Strictly speaking, "the same Matthew Wright" might not be entirely there moving forward. There's no question that he will continue to leave everything on the floor, but Robinson said that the 31-year-old might not even be there as much as he normally was simply because Phoenix will begin to lean on the other pieces in the backcourt beyond Wright.

"Alam niya rin na he might not play the same minutes that he used to play because he respects that I am also preparing in the eventuality that he's not going to be with us anymore," Robinson said, alluding to the certainty of Wright leaving at some point. "But he's still committed to this last conference with us, and we also committed our trust to him, that he's our guy."

Wright playing less minutes -- he averaged 37.1 in the 2021-22 PBA season and has played 34.2 a game throughout his five-year career -- does not mean his impact will be diminished. Perhaps the reduced workload might even bode well for his efficiency.

After averaging a career-best 21.1 points on 59.3 percent True Shooting (TS%) along with 5.5 assists and 4.4 rebounds in 2020, the 6-foot-4 star's production in the 2021-22 season slipped to 16.3 points on 46.5 TS% -- almost five percentage points below the league average, per 'Stats by Ryan' on Tiebreaker Times -- though he did average a career-high 6.4 assists to go with 5.8 rebounds and 1.6 steals.

As a team, a Phoenix offense turned in the second-best offensive rating (106.7) inside the Pampanga bubble managed to churn out just 99.4 points per 100 possessions last year, good for ninth among 12 squads.

"I think we just caught everybody by surprise. Prior to the first bubble, nobody really counted on us to end up where we ended up," Robinson said. "Nasabi ko nga sa kanila na we are not going to be treated the way that we were treated a year or two years ago. So how can we grow from that? We have to find a way."

But where does the path back to winning begin?

Well aside from hoping Wright regains his 2020 form in his final hurrah for Phoenix, the hope is that the entire core rises to the challenge and takes a much-needed step towards fulfilling their potential.

For the coming season, the Fuel Masters are bolstered by the return of the rejuvenated 2019 Defensive Player of the Year Sean Anthony and the addition of second-rounder rookies Tyler Tio, Chris Lalata, and Encho Serrano.

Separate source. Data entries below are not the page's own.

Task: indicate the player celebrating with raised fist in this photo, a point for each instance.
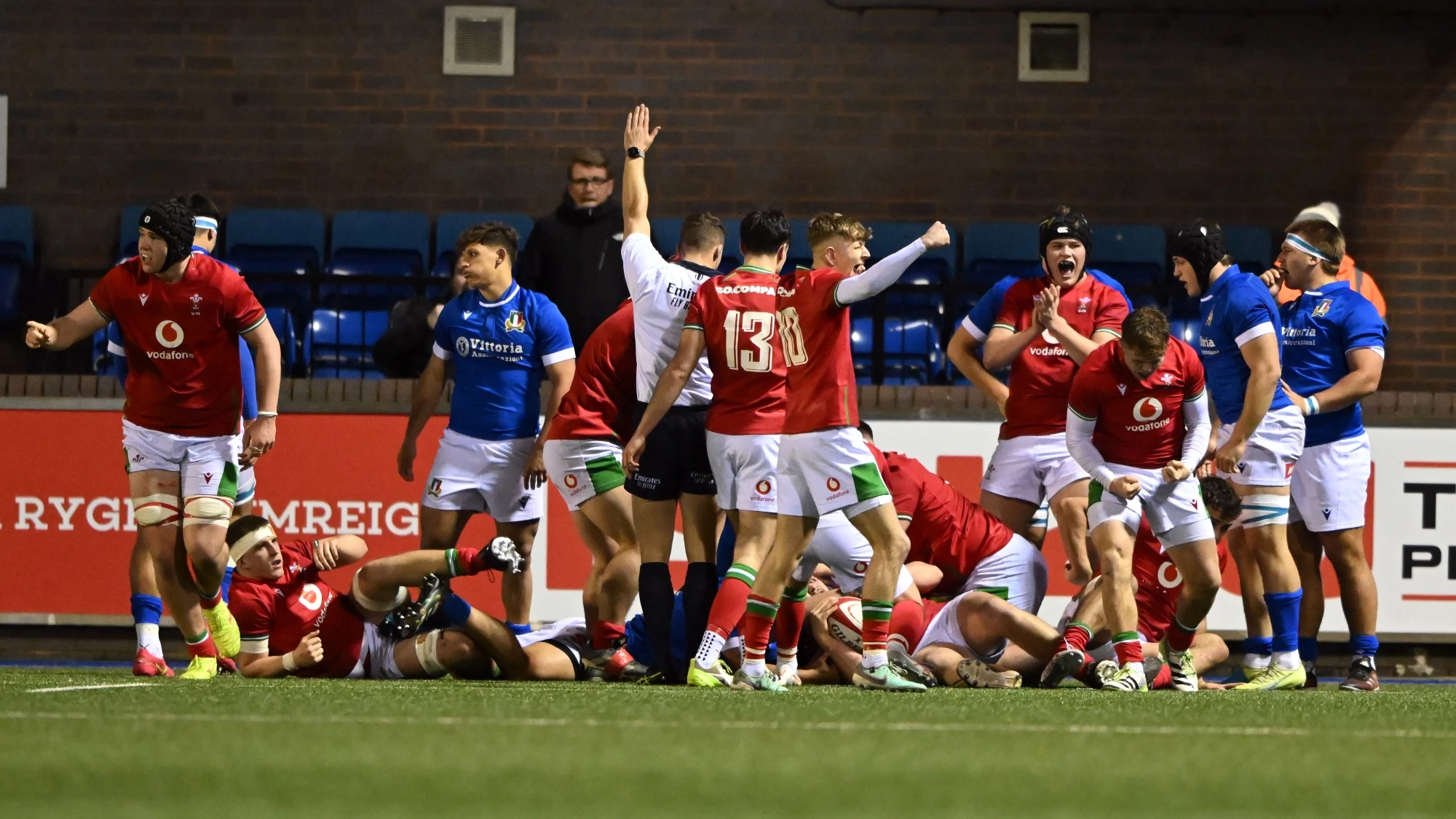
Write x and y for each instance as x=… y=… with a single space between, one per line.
x=1046 y=328
x=823 y=461
x=181 y=315
x=1260 y=436
x=1138 y=422
x=735 y=321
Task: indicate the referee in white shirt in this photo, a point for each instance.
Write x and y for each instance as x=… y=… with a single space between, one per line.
x=675 y=470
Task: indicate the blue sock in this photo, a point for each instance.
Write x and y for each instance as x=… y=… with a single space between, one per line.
x=1285 y=618
x=1259 y=646
x=1365 y=644
x=455 y=609
x=146 y=608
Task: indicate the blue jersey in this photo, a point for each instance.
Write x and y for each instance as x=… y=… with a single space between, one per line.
x=1235 y=311
x=1320 y=328
x=502 y=352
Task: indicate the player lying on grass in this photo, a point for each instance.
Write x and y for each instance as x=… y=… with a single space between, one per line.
x=1160 y=592
x=293 y=622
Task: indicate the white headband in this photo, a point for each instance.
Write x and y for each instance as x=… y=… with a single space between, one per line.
x=1299 y=244
x=248 y=541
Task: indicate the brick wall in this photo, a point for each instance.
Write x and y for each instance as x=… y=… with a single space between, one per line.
x=339 y=104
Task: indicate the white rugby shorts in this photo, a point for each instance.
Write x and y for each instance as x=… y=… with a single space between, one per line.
x=1270 y=456
x=484 y=475
x=209 y=465
x=746 y=471
x=847 y=553
x=585 y=468
x=1330 y=486
x=829 y=471
x=1176 y=510
x=1032 y=468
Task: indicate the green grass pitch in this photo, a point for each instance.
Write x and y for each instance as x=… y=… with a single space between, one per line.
x=356 y=749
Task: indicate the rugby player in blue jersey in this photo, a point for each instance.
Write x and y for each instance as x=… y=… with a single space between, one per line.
x=1334 y=353
x=1259 y=440
x=505 y=340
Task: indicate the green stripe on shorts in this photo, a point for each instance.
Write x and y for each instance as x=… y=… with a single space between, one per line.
x=867 y=481
x=606 y=474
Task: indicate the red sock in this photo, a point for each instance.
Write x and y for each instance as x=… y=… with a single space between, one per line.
x=758 y=621
x=908 y=624
x=729 y=606
x=605 y=634
x=205 y=649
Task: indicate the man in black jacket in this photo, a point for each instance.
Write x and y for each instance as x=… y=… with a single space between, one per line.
x=574 y=254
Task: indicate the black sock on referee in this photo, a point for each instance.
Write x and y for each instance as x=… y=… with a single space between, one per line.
x=700 y=589
x=656 y=592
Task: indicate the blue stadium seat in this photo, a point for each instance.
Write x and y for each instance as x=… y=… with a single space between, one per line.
x=995 y=250
x=127 y=247
x=452 y=225
x=1251 y=247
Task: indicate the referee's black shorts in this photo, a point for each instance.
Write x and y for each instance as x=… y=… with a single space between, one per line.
x=676 y=456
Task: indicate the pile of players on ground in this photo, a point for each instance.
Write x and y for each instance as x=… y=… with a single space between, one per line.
x=813 y=555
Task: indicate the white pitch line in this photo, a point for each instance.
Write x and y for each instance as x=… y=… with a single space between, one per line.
x=90 y=687
x=736 y=724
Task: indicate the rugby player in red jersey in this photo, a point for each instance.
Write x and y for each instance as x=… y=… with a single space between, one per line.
x=823 y=461
x=295 y=622
x=585 y=461
x=181 y=315
x=733 y=320
x=1045 y=330
x=1160 y=587
x=1138 y=422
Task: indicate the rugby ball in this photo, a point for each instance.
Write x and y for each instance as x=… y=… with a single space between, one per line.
x=847 y=622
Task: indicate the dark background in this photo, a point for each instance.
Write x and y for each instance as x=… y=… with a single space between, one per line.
x=885 y=114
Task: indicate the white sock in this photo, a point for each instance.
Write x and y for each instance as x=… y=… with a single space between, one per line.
x=710 y=649
x=149 y=637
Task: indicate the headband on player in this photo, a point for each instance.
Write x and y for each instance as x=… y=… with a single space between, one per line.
x=175 y=223
x=1299 y=244
x=248 y=541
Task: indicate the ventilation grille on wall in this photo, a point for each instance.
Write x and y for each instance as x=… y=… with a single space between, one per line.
x=481 y=41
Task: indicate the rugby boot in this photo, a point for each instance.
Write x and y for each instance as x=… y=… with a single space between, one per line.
x=883 y=678
x=408 y=618
x=1275 y=678
x=717 y=676
x=909 y=668
x=768 y=681
x=225 y=630
x=200 y=668
x=975 y=673
x=1128 y=678
x=151 y=665
x=1362 y=676
x=1064 y=665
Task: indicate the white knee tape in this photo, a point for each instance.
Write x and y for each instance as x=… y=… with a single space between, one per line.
x=427 y=653
x=155 y=510
x=1265 y=510
x=207 y=510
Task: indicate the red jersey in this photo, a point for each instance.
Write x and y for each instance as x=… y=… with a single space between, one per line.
x=1139 y=423
x=184 y=375
x=815 y=330
x=947 y=529
x=1158 y=583
x=1042 y=373
x=285 y=611
x=604 y=385
x=737 y=315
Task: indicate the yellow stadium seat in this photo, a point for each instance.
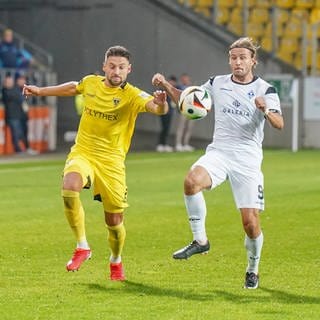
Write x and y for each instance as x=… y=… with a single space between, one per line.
x=293 y=29
x=279 y=29
x=226 y=3
x=285 y=56
x=289 y=44
x=300 y=13
x=263 y=4
x=236 y=28
x=315 y=15
x=307 y=4
x=259 y=15
x=285 y=3
x=266 y=43
x=283 y=16
x=223 y=15
x=250 y=3
x=298 y=59
x=255 y=31
x=236 y=16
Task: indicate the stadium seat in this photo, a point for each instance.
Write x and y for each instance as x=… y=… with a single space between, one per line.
x=236 y=28
x=279 y=30
x=287 y=4
x=300 y=13
x=225 y=3
x=223 y=15
x=259 y=15
x=250 y=3
x=236 y=15
x=307 y=4
x=267 y=4
x=315 y=15
x=255 y=30
x=286 y=56
x=283 y=16
x=289 y=44
x=266 y=43
x=293 y=29
x=205 y=3
x=298 y=59
x=204 y=11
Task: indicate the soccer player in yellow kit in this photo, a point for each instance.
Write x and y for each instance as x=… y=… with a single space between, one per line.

"I expect us to do well," Wright bluntly answered when asked about his expectations for the coming All-Filipino Conference. "Sean Anthony is finally back. He's almost 100 percent. I think that will be a big help 'cause we lost a few key guys in the offseason. Sean will definitely come in and help us, give points, rebounds, assists, toughness, versatility, and veteran leadership.

"We're hoping the young guys that we drafted [perform well, too] -- the rookies like Tyler and Encho. Some of those guys who slid in the draft were expected to be higher but we ended up taking them, and we're grateful for that. These guys are great players. They really work hard in practice and they're promising," he added.

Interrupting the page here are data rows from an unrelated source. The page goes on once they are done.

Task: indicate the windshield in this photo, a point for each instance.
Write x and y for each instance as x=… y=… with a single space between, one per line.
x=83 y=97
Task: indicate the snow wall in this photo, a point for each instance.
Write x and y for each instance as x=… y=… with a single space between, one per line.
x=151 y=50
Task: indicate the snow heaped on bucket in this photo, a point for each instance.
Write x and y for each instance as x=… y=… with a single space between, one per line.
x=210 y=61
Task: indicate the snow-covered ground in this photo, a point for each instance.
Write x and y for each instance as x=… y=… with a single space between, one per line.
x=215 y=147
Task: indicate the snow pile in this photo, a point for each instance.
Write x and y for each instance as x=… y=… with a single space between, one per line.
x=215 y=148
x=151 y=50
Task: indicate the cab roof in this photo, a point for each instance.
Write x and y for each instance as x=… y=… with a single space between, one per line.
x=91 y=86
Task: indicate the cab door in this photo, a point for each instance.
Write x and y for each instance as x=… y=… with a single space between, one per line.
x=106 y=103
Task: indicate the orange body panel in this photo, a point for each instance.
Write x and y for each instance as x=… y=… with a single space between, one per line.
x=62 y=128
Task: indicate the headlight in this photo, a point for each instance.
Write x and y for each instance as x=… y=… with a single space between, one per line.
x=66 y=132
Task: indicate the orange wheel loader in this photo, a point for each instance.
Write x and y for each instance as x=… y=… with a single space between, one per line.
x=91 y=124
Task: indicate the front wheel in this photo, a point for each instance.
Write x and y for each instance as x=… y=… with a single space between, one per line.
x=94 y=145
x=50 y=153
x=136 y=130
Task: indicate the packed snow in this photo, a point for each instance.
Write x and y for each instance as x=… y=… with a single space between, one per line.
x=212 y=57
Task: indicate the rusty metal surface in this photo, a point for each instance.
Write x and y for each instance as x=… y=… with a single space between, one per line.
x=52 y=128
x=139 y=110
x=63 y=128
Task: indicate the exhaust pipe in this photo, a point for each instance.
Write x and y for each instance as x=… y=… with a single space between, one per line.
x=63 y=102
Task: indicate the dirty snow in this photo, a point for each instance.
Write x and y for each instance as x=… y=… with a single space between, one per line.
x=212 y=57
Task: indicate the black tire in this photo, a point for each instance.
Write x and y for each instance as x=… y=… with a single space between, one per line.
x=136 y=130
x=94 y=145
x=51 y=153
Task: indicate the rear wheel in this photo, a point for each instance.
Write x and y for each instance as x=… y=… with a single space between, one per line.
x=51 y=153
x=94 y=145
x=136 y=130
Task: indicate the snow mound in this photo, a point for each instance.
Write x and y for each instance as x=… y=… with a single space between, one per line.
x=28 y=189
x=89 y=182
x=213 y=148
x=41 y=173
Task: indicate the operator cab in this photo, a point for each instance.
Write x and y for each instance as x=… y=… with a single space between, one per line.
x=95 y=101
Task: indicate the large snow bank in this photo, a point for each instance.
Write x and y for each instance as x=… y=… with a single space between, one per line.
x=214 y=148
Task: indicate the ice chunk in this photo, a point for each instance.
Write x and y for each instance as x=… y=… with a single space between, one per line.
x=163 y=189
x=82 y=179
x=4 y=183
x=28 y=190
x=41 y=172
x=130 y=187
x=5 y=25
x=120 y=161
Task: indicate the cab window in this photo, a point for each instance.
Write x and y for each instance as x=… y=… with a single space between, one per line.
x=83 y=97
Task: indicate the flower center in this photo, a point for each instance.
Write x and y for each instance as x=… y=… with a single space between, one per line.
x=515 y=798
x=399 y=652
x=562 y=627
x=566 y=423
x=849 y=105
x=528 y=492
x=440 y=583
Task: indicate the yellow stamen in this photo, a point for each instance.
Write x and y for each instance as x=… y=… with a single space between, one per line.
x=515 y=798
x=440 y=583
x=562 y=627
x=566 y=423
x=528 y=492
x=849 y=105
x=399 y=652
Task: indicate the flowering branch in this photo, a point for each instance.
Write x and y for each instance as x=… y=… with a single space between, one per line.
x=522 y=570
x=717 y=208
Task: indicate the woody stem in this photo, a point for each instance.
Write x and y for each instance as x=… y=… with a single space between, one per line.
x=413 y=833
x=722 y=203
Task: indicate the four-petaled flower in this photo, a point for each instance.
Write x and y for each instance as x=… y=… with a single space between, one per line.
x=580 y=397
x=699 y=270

More importantly, the onus is also on big man Jason Perkins to put the franchise firmly on his back.

"One of the things that Wright is helping us out with is that he's pretty much aware that the chances of him going to Japan are there. So as early as now, he's helping not only the young guys but even 'Perk'," shared Robinson. "Sinasabihan na niya na, 'This might be you [leading the team] in the next few months.'"

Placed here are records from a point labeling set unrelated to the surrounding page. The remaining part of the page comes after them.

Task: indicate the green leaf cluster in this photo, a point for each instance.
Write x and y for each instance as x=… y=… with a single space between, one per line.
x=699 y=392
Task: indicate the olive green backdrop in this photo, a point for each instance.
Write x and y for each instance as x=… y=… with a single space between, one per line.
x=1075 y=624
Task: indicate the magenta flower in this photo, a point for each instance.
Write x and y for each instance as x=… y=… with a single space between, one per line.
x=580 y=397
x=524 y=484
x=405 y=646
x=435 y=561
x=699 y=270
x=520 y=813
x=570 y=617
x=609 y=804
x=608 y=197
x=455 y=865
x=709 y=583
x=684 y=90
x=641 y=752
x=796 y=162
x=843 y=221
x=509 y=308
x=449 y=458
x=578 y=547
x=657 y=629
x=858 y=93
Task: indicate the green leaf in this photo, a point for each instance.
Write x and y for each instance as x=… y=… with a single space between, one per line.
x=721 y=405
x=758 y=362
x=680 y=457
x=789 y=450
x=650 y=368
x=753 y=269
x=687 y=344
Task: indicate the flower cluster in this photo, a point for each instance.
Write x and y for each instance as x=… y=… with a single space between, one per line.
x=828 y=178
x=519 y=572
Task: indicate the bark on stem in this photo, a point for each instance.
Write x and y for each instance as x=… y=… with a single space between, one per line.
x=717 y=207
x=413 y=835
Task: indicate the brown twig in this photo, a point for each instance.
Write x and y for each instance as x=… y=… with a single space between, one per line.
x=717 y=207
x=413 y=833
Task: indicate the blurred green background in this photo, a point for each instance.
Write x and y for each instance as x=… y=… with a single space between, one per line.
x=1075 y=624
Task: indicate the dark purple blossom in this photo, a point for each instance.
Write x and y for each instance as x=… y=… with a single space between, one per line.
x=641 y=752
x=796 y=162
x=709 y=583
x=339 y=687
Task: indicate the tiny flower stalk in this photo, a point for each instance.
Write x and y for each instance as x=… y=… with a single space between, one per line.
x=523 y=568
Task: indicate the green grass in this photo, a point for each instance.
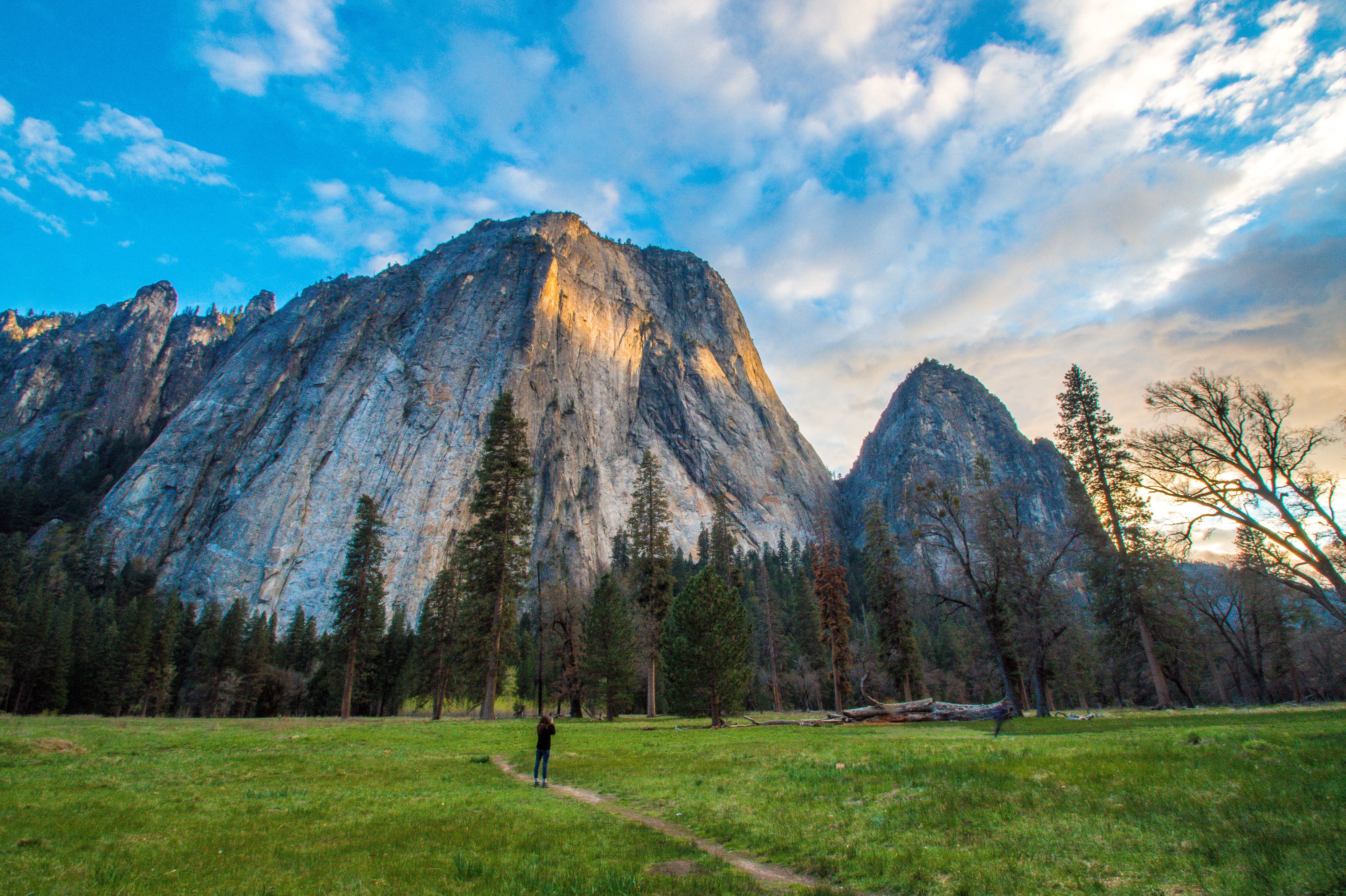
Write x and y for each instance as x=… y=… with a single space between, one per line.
x=1146 y=804
x=259 y=808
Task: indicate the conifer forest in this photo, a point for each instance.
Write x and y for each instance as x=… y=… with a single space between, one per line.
x=970 y=599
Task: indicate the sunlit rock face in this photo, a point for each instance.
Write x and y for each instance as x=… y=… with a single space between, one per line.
x=72 y=383
x=381 y=385
x=936 y=424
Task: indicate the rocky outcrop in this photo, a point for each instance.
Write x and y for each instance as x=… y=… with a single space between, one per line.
x=73 y=383
x=381 y=387
x=936 y=424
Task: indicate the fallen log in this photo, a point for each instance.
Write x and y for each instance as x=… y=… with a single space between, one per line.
x=915 y=711
x=932 y=711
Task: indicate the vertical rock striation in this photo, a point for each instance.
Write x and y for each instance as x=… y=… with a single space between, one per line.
x=73 y=383
x=936 y=424
x=381 y=385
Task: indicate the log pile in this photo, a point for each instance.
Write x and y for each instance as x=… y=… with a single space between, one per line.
x=927 y=709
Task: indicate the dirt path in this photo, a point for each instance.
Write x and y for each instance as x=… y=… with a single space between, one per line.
x=776 y=876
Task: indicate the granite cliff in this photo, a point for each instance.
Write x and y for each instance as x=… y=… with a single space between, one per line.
x=936 y=424
x=73 y=383
x=381 y=385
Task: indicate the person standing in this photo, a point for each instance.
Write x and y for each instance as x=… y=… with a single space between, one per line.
x=544 y=748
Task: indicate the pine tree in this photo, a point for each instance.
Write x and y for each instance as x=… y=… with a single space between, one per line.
x=159 y=668
x=495 y=552
x=773 y=638
x=722 y=539
x=1089 y=439
x=831 y=593
x=392 y=665
x=359 y=602
x=888 y=594
x=649 y=544
x=293 y=642
x=439 y=637
x=706 y=648
x=609 y=664
x=621 y=551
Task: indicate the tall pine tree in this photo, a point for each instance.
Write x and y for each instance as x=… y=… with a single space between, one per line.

If his recent production through four seasons is any indication, then Phoenix's future might not be in a terrible spot. Perkins, a 6-4 forward capable of creating his own offense through a vast array of play types from all ends of the floor, averaged an efficient 14.8 points on 56.9 TS% along with 7.7 boards and 2.1 assists in 25 games. He also made 42.0 percent of his triples, second behind just Marcio Lassiter among players who fired over 4.0 3s a game.

"Sabi nga ni Matt na we're blessed to have Jason dahil siya na lang ang hindi nakakaalam na he's a superstar. And that's what I love about him -- he's so hungry, yet he's so humble. He's really a blessing," Robinson remarked about Perkins.

Perkins' growth as a vocal leader may also prove to be a timely shot in the arm for a Phoenix team that stands to lose the candor, confidence, and passion of Wright.

"The thing about Jason now is that he's really grown to be vocal. 'Yun 'yung wala siya during the first few years," Robinson observed. "Before when he had issues with certain players or coaches, he just kept quiet.

"Now what I love about him is that he's being vocal now. But he also understands he needs to better. He says, 'Hindi pwedeng puro lang ako salita.' That's what I admire about him now, the fact that he's taking the cudgels and stepping up to be the leader of the team. I'm very excited for him."

Now whether or not all the aforementioned factors will be enough to keep Wright in Phoenix remains to be seen, as the player wants to maintain all focus on the task at hand and push the negotiations on the backburner.

"I've given everything I possibly could to this franchise and no one can say otherwise," he commented. "The season is still going on, negotiations are still going on, so I think it's going to be a matter of us meeting halfway. That's how it is. I go high, they go low, we meet in the middle. That's probably how all negotiations go in the business aspect. I didn't reach an agreement now with the season about to start. I don't want any distractions right now. We can figure it out at the end of the season."

But whatever route Wright decides to take regarding his future, Robinson said he'll always, always back him up.

"Oh yeah, no hard feelings," Robinson said. "I love Matt, and Matt knows this. I will do everything for my players. I've proven that time and time [especially during the departures of] Calvin (Abueva) and Chris Banchero. If there's a brighter future elsewhere, management will always support them."